Letters 10-24-2016

It’s Obama’s 1984 Several editions ago I concluded a short letter to the editor with an ominous rhetorical flourish: “Welcome to George Orwell’s 1984 and the grand opening of the Federal Department of Truth!” At the time I am sure most of the readers laughed off my comments as right-wing hyperbole. Shame on you for doubting me...

Gun Bans Don’t Work It is said that mass violence only happens in the USA. A lone gunman in a rubber boat, drifted ashore at a popular resort in Tunisia and randomly shot and killed 38 mostly British and Irish tourists. Tunisian gun laws, which are among the most restrictive in the world, didn’t stop this mass slaughter. And in January 2015, two armed men killed 11 and wounded 11 others in an attack on the French satirical magazine Charlie Hebdo. French gun laws didn’t stop these assassins...
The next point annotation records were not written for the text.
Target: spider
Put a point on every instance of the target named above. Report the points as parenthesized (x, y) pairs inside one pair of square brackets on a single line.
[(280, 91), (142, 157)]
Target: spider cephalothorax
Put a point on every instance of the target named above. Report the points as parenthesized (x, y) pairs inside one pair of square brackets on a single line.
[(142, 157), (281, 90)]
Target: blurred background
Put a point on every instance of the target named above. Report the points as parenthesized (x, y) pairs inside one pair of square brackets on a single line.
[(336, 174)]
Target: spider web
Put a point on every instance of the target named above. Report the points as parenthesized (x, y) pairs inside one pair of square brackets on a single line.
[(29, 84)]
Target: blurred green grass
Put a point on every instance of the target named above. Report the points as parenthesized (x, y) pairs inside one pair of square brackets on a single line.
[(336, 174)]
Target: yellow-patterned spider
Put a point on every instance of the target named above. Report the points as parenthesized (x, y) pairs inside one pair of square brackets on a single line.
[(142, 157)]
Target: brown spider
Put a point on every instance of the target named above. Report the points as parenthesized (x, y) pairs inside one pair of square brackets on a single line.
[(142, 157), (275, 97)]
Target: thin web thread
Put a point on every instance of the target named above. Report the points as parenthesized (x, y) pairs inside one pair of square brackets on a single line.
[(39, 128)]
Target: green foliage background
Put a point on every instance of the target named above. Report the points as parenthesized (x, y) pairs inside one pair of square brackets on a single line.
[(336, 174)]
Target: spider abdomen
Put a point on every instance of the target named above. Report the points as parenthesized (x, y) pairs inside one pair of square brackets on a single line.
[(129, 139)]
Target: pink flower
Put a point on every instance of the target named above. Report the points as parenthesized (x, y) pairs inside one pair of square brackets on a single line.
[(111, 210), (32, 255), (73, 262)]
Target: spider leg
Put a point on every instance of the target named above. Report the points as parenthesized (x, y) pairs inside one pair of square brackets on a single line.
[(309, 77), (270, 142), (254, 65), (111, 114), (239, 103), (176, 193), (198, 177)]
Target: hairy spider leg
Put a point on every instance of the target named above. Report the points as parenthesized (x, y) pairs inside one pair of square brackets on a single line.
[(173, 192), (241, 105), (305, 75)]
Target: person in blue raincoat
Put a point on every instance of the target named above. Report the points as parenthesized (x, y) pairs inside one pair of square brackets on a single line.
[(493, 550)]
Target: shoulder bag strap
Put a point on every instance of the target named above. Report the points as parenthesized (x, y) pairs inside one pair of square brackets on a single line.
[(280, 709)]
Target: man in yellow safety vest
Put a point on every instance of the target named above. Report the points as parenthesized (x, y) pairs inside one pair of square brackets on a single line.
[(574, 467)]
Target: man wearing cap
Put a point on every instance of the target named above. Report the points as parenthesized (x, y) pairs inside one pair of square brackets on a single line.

Scripps’ Good Deed No good deed shall go unpunished! When Dan Scripps was the 101st District State Representative, he introduced legislation to prevent corporations from contaminating (e.g. fracking) or depleting (e.g. Nestle) Michigan’s water table for corporate profit. There are no property lines in the water table, and many of us depend on private wells for abundant, safe, clean water. In the subsequent election, Dan’s opponents ran a negative campaign almost solely on the misrepresentation that Dan’s good deed was a government takeover of your private water well...

Political Definitions As the time to vote draws near it’s a good time to check into what you stand for. According to Dictionary.com the meanings for liberal and conservative are as follows:

Liberal: Favorable to progress or reform as in political or religious affairs.

Conservative: Disposed to preserve existing conditions, institutions, etc., or to restore traditions and limit change...

Voting Takes A Month? Hurricane Matthew hit the Florida coast Oct. 6, over three weeks before Election Day. Bob Ross (Oct. 17th issue) posits that perhaps evacuation orders from Governor Scott may have had political motivations to diminish turnout and seems to praise Hillary Clinton’s call for Gov. Scott to extend Florida’s voter registration deadline due to evacuations...

Clinton Foundation Facts Does the Clinton Foundation really spend a mere 10 percent (per Mike Pence) or 20 percent (per Reince Priebus) of its money on charity? Not true. Charity Watch gives it an A rating (the same as it gives the NRA Foundation) and says it spends 88 percent on charitable causes, and 12 percent on overhead. Here is the source of the misunderstanding: The Foundation does give only a small percentage of its money to charitable organizations, but it spends far more money directly running a number of programs...

America Needs Change Trump supports our constitution, will appoint judges that will keep our freedoms safe. He supports the partial-birth ban; Hillary voted against it. Regardless of how you feel about Trump, critical issues are at stake. Trump will increase national security, monitor refugee admissions, endorse our vital military forces while fighting ISIS. Vice-presidential candidate Mike Pence will be an intelligent asset for the country. Hillary wants open borders, increased government regulation, and more demilitarization at a time when we need strong military defenses...

My Process For No I will be voting “no” on Prop 3 because I am supportive of the process that is in place to review and approve developments. I was on the Traverse City Planning Commission in the 1990s and gained an appreciation for all of the work that goes into a review. The staff reviews the project and makes a recommendation. The developer then makes a presentation, and fellow commissioners and the public can ask questions and make comments. By the end of the process, I knew how to vote for a project, up or down. This process then repeats itself at the City Commission...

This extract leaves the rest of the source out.